I guess I zigged when I should have zagged.
I took a left when I should have taken a right.
The people behind me? Not. With. Our. Team.
I wasn't even thinking about sides when I entered the gymnasium. No one was, if you took my son as an example. He had been wearing blue before he retracted his arms inside of his shirt, artfully turned out the white side of his reversible basketball uniform and then disappeared into the crowd. I was alone, so I just scanned the room and headed toward the place with open seats.
These days, it's not difficult to find yourself in enemy territory. Any Left will take you there. But in school – where teachers have taken to referring to everyone as “friends” – rivalries can be confusing.
Carefully, precariously ascending the seat/stair construct of bleachers -- maximum seating with minimal visual obstruction – I choose a section with minimal fans. But I was thinking more about convenience than loyalties. No one will have to scoot down, or move over, or lift any luggage they may have brought with them as they were traveling.
Still … I didn't think about being Home away from home.

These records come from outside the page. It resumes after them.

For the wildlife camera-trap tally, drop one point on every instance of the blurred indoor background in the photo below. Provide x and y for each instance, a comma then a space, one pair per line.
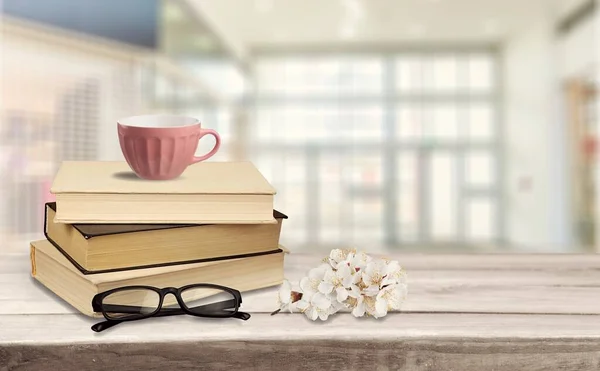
421, 125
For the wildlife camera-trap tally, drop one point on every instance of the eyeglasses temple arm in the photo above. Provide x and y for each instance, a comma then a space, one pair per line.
101, 326
115, 308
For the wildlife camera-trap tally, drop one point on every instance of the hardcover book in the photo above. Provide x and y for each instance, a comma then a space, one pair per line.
53, 270
207, 192
97, 248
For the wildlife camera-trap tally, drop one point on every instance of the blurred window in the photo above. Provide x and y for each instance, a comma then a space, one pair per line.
376, 149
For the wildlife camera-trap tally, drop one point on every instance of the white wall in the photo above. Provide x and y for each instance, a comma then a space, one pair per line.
536, 62
533, 206
577, 53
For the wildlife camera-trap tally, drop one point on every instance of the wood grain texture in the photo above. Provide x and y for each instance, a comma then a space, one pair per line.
464, 312
309, 355
559, 284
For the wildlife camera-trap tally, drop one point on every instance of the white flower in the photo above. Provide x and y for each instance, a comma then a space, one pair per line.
284, 298
394, 273
336, 279
337, 256
310, 284
389, 298
374, 273
347, 279
358, 261
315, 305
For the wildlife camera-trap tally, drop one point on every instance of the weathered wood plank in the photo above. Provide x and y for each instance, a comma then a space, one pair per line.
454, 354
72, 329
548, 290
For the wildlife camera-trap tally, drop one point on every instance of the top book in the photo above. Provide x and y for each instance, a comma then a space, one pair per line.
207, 192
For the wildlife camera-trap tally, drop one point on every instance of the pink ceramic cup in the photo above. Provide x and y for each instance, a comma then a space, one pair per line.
160, 147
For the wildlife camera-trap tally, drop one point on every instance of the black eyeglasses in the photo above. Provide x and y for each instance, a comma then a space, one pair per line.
132, 303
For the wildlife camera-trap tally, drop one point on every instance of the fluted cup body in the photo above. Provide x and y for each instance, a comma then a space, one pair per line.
161, 147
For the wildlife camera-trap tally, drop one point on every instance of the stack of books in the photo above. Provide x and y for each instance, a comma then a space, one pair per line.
108, 229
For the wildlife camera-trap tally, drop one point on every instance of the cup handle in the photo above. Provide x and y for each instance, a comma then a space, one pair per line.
204, 132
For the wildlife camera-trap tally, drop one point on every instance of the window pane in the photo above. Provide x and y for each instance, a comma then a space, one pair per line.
364, 169
481, 73
408, 195
317, 76
299, 124
481, 220
480, 169
409, 74
443, 196
445, 122
480, 119
445, 73
333, 201
409, 123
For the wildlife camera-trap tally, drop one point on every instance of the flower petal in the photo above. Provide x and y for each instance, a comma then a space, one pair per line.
359, 310
342, 294
381, 307
325, 287
311, 313
302, 305
320, 301
323, 315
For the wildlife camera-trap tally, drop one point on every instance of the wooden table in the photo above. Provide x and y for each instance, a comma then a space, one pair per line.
464, 312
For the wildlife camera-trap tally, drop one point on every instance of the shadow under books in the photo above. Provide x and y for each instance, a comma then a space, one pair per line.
130, 175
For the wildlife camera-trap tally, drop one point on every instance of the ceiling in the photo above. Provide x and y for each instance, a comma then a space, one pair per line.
263, 23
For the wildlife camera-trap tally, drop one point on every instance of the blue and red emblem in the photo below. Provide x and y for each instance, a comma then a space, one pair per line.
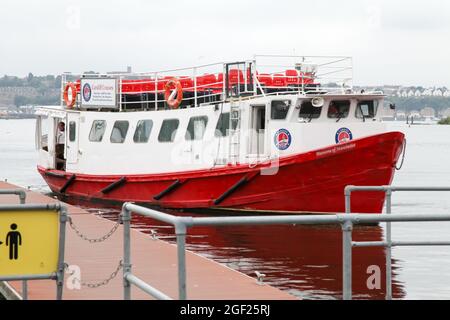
343, 135
87, 92
282, 139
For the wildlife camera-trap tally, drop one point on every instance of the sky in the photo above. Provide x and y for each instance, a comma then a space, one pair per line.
391, 42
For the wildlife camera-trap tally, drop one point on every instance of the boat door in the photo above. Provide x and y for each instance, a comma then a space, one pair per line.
258, 130
72, 137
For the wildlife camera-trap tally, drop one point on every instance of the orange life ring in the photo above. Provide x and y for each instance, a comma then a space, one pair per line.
70, 103
169, 95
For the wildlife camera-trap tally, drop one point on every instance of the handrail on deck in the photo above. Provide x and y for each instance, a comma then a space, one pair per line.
345, 220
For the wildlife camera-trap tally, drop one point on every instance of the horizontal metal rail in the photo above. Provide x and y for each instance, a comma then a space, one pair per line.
346, 221
388, 244
146, 287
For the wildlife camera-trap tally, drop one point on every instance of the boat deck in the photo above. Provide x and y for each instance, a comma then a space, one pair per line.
154, 261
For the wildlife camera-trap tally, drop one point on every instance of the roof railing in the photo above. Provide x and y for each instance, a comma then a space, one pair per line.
217, 82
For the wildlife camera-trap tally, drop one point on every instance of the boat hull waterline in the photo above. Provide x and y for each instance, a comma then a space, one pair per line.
308, 182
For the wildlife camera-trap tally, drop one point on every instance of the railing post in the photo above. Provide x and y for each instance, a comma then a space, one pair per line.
347, 194
62, 243
388, 248
126, 218
195, 87
180, 231
156, 91
347, 228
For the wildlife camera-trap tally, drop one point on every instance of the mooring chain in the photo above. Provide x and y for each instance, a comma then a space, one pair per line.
93, 285
101, 239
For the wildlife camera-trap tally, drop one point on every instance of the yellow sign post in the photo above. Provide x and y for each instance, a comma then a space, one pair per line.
32, 239
28, 242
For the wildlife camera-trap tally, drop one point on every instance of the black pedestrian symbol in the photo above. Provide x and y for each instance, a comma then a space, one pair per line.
13, 240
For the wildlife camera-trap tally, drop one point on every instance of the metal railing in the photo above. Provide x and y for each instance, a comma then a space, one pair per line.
145, 90
388, 243
181, 224
22, 198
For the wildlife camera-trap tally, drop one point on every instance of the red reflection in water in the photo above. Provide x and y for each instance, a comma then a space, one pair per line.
304, 260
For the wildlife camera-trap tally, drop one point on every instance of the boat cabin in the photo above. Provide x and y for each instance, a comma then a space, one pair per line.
220, 115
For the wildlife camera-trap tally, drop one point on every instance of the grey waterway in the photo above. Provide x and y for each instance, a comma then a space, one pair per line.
419, 272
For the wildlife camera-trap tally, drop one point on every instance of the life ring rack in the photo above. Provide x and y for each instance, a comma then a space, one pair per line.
70, 103
170, 88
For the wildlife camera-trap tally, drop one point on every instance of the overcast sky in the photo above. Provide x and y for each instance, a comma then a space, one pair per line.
392, 42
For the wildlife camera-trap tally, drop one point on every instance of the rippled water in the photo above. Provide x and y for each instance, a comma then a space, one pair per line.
304, 260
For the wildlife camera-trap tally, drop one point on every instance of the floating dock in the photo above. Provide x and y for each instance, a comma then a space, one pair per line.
154, 261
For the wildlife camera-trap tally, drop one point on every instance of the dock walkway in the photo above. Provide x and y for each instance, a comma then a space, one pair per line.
154, 261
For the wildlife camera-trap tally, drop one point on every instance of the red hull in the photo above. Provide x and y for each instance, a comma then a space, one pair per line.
307, 182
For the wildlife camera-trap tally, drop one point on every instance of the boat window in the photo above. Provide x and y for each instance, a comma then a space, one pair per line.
97, 130
196, 128
168, 130
279, 109
338, 109
143, 129
222, 125
72, 131
367, 109
119, 132
308, 111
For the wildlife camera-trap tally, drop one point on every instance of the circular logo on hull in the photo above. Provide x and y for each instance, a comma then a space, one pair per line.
343, 135
87, 92
282, 139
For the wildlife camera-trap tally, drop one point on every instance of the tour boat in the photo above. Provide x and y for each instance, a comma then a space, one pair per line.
280, 134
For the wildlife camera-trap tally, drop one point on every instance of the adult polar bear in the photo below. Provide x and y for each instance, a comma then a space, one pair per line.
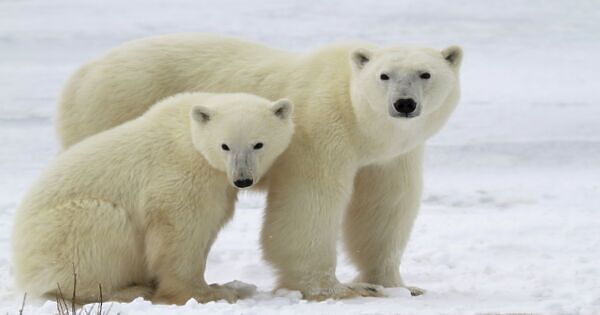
362, 116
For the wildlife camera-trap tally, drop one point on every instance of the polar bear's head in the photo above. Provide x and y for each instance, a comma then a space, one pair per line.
241, 134
405, 82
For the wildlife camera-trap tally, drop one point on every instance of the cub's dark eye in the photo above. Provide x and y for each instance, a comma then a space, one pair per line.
425, 75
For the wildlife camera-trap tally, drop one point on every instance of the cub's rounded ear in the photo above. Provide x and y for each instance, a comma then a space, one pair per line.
201, 114
283, 108
453, 55
359, 57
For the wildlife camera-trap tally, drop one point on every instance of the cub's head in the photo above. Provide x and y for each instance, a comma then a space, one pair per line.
405, 82
241, 134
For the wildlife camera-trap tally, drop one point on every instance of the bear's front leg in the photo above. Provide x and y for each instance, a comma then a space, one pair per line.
304, 205
177, 245
380, 217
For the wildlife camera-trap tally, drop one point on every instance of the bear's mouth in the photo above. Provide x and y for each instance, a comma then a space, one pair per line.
404, 115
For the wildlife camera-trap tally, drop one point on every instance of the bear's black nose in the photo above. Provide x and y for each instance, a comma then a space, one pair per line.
405, 105
243, 183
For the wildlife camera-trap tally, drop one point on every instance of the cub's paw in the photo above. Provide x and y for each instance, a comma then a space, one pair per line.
343, 291
414, 291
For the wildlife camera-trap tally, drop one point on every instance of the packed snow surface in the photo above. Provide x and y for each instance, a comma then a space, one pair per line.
510, 220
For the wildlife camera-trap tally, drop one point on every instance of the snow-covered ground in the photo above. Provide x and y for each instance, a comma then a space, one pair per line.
511, 215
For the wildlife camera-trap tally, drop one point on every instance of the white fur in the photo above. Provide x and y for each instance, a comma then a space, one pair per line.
137, 208
349, 152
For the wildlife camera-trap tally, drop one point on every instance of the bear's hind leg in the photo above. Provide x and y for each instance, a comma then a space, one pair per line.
87, 243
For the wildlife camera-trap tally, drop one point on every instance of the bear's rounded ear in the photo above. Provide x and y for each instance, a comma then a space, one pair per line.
359, 57
201, 114
283, 108
453, 55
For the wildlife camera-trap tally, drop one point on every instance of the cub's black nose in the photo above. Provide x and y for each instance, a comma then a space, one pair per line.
405, 105
243, 183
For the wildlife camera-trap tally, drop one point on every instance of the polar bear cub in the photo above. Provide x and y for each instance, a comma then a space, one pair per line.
136, 208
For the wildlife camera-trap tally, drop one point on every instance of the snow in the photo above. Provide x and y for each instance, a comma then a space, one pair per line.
510, 220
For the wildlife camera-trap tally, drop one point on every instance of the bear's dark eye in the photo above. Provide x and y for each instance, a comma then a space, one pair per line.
425, 75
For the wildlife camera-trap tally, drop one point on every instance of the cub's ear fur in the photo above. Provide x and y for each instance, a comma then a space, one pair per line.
283, 108
201, 114
360, 57
453, 55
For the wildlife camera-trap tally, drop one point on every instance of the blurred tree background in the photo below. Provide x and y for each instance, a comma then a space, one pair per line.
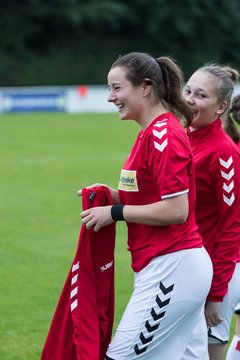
70, 42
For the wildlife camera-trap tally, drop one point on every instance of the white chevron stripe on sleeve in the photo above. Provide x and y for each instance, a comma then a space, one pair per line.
74, 292
74, 304
230, 200
74, 279
229, 187
161, 146
160, 124
227, 163
75, 266
227, 176
159, 134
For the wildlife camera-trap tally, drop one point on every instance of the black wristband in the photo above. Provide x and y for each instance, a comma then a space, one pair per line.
117, 212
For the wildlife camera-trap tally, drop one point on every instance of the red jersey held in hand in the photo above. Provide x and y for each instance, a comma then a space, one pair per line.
81, 327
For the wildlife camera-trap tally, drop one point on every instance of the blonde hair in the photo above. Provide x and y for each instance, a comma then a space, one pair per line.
227, 78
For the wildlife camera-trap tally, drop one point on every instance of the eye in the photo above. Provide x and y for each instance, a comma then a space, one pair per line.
187, 91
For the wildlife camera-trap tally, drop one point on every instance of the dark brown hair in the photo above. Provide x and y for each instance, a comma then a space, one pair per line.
163, 74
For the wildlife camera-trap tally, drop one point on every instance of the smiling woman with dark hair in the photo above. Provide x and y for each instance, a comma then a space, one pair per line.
156, 198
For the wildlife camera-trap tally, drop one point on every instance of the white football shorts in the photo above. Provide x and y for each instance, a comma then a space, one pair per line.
220, 333
167, 303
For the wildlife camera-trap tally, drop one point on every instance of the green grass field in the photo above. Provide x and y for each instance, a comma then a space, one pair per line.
44, 160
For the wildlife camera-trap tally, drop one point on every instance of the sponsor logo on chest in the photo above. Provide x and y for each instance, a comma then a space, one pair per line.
128, 180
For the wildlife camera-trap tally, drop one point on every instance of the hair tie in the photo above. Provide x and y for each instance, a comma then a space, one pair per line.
236, 125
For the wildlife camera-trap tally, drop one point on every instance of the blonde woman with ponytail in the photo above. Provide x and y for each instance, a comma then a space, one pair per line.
208, 95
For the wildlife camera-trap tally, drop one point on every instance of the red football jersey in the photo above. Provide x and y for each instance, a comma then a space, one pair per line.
159, 166
217, 166
81, 327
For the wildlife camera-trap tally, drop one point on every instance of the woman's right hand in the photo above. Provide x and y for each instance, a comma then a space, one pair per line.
113, 192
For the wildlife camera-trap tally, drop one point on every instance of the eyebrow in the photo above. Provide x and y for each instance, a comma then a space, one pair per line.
198, 89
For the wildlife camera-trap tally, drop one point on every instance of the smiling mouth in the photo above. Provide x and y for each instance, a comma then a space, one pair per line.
120, 106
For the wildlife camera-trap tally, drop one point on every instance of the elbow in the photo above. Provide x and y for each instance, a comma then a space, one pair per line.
181, 217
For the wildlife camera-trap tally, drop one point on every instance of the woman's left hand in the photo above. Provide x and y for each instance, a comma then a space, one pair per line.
97, 217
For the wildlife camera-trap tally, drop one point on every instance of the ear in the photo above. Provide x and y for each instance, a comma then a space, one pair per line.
146, 86
222, 107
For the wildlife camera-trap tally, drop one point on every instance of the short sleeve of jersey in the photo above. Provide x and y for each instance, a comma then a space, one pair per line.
170, 159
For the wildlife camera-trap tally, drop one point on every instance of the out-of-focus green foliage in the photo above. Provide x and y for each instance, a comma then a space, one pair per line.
74, 41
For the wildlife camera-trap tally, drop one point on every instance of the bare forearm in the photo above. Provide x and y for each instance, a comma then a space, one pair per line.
166, 212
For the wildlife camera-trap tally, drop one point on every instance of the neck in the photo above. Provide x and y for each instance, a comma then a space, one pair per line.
151, 114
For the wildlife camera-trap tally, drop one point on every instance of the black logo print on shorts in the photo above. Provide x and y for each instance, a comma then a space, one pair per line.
153, 323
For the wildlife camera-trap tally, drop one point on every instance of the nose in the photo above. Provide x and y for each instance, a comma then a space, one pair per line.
189, 98
111, 96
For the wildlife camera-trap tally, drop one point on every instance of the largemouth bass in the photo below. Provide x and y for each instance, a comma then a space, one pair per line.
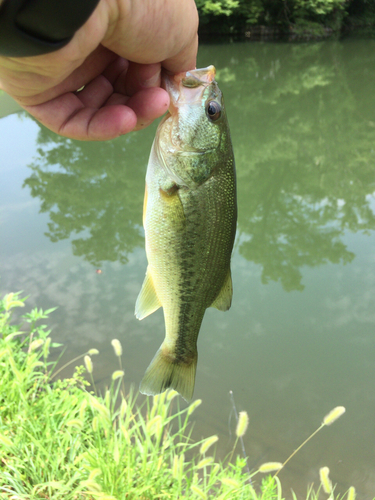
189, 218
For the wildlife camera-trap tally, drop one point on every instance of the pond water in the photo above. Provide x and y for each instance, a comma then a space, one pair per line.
300, 336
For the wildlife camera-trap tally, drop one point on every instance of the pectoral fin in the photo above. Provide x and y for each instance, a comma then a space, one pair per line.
224, 299
147, 301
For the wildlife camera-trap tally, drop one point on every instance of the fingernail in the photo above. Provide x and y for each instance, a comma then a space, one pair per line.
153, 81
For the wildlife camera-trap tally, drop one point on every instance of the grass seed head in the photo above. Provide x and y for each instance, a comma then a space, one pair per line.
207, 443
243, 422
193, 406
204, 462
88, 363
35, 344
198, 491
117, 374
351, 493
333, 415
325, 480
270, 467
117, 347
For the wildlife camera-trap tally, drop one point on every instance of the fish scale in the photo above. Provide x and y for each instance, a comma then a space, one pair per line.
190, 220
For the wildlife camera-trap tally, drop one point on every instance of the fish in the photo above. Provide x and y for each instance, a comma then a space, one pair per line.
189, 218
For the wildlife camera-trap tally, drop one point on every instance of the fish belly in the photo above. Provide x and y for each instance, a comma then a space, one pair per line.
189, 239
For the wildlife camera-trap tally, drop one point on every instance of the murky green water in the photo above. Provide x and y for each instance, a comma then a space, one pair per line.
300, 336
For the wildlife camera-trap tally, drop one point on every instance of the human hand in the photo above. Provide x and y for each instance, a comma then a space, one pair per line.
117, 55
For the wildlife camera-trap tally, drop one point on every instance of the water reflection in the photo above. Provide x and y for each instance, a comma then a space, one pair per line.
303, 135
93, 190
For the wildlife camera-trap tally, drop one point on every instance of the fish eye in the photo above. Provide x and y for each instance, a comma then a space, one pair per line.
213, 110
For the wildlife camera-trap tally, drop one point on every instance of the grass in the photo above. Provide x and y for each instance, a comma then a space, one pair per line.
61, 440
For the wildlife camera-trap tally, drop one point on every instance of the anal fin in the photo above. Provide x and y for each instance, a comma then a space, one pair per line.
147, 301
164, 373
224, 299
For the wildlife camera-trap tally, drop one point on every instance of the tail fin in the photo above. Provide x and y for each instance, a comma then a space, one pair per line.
164, 373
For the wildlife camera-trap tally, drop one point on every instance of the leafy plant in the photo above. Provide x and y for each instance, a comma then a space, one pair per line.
59, 440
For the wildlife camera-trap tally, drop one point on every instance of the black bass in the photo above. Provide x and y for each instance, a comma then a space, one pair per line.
189, 217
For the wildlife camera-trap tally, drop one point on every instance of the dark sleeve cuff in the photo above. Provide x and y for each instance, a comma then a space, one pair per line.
34, 27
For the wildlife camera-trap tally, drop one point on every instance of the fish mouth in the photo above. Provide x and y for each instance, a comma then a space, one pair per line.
187, 87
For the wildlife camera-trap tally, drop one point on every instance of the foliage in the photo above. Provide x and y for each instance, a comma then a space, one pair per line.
60, 441
287, 14
303, 136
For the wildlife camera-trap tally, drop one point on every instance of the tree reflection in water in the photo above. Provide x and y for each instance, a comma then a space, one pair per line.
304, 137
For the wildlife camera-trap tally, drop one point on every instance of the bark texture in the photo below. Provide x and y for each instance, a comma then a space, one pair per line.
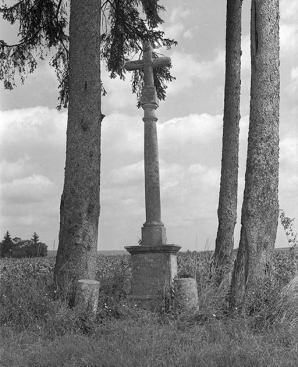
260, 204
227, 206
80, 207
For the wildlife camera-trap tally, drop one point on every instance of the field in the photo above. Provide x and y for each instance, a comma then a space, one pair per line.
37, 330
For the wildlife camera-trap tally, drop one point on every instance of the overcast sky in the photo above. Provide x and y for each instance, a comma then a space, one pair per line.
33, 137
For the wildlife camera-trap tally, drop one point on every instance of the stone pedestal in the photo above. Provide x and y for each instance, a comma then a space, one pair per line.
153, 271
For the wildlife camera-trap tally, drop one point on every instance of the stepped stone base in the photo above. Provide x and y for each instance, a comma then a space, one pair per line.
153, 271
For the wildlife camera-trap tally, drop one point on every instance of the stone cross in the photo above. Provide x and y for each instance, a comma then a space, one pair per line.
153, 231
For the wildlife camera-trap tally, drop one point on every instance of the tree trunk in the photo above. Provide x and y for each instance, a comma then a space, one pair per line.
227, 207
80, 208
260, 204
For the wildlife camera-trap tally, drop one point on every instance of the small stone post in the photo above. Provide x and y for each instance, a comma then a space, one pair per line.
86, 300
154, 263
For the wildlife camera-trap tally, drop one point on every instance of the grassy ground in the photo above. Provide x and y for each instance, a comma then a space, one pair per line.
37, 331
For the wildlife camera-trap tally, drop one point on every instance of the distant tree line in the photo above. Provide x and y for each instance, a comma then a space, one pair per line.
18, 248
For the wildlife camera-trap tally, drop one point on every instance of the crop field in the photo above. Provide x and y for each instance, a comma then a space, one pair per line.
37, 330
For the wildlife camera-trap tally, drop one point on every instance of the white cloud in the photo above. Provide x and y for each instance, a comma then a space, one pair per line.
188, 70
288, 39
36, 125
288, 10
27, 190
16, 168
179, 13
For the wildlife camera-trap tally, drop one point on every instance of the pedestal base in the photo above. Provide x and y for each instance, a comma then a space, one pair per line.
153, 270
153, 236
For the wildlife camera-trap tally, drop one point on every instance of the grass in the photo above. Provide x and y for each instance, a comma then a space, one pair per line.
38, 331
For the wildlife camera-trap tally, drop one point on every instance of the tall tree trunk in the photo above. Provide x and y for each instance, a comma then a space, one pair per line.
260, 204
227, 206
80, 208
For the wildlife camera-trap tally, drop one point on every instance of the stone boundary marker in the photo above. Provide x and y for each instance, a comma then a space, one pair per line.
87, 293
186, 295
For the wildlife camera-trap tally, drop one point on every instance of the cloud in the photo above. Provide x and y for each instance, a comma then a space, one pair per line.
37, 124
16, 168
27, 190
188, 70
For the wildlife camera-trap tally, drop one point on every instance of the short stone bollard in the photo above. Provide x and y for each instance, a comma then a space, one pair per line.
86, 300
186, 295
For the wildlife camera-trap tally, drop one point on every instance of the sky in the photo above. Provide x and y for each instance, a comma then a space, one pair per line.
33, 138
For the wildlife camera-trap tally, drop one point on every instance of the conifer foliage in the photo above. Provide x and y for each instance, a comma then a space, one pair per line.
43, 29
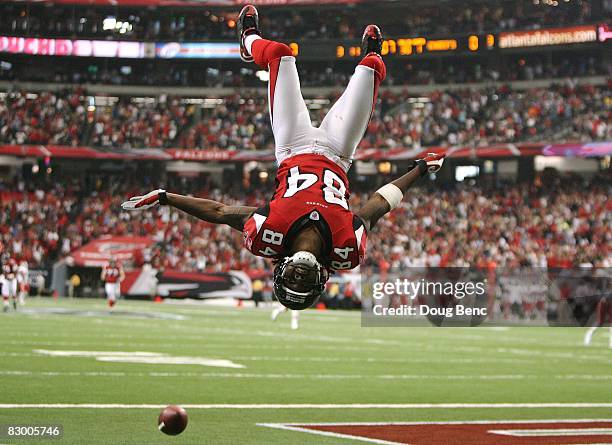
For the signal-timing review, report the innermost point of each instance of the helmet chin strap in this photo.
(305, 258)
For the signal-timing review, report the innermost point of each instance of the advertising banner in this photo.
(180, 285)
(546, 37)
(98, 252)
(65, 47)
(186, 50)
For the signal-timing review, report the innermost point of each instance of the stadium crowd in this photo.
(178, 24)
(474, 117)
(561, 221)
(231, 74)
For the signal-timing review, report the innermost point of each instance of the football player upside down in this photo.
(307, 227)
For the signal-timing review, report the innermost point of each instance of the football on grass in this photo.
(172, 420)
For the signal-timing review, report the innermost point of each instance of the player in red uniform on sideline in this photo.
(8, 282)
(307, 227)
(112, 275)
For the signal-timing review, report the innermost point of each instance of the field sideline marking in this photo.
(246, 375)
(441, 422)
(299, 427)
(307, 406)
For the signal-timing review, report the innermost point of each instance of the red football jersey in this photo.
(111, 274)
(310, 189)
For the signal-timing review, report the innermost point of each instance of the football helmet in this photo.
(299, 280)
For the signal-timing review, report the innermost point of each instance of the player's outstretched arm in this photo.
(389, 196)
(204, 209)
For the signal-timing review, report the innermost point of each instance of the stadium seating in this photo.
(561, 222)
(471, 117)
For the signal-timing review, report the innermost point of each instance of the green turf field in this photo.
(330, 360)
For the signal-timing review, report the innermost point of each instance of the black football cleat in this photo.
(248, 23)
(371, 42)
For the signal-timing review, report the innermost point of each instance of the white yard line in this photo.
(300, 427)
(333, 406)
(254, 375)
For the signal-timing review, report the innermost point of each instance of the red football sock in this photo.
(266, 51)
(375, 62)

Of course, we were winning.
Which just made my outbursts all the worse.
Every articulation – excitement or disappointment – could be translated as a potential dig at the “friends” behind me.
Every silver lining had its dark cloud: Every ball we turned over was a ball they lost. Every point we gained was a point they'd have to overcome. All fouls were personal.
And the more I tried to subdue my reactions, the more awkward it got.
I may have covered my mouth, but I hadn't covered my eyes nor could I temper my body's reaction to what my eyes had seen. A steal. An assist. A three-pointer. *Quietly whispers YAY! *Silently* rocking in the stands, I just gave up and started clapping for everyone. Good plays are good plays, regardless of which color jersey scores.
And then … miraculously … it seemed as if I were not alone in my awkwardness.
The man behind me even started to grumble at the refs.
“Anytime they want to call a Travel … that would be good.”
The woman next to him shushed and elbowed him gently, admonishing: “That call would be on us. Our side was traveling, you know.”
“Yeah … I don't know which end is up.”
I couldn't help but laugh. But I was grateful the whistle blasts were sparse.
I turned to let him know I felt his pain.
“Yeah … the time clock would never tick down if they made every call. We'd be here until our kids were all grown up.”
“That is the truth,” the man laughed back. “I keep forgetting we're not Home.”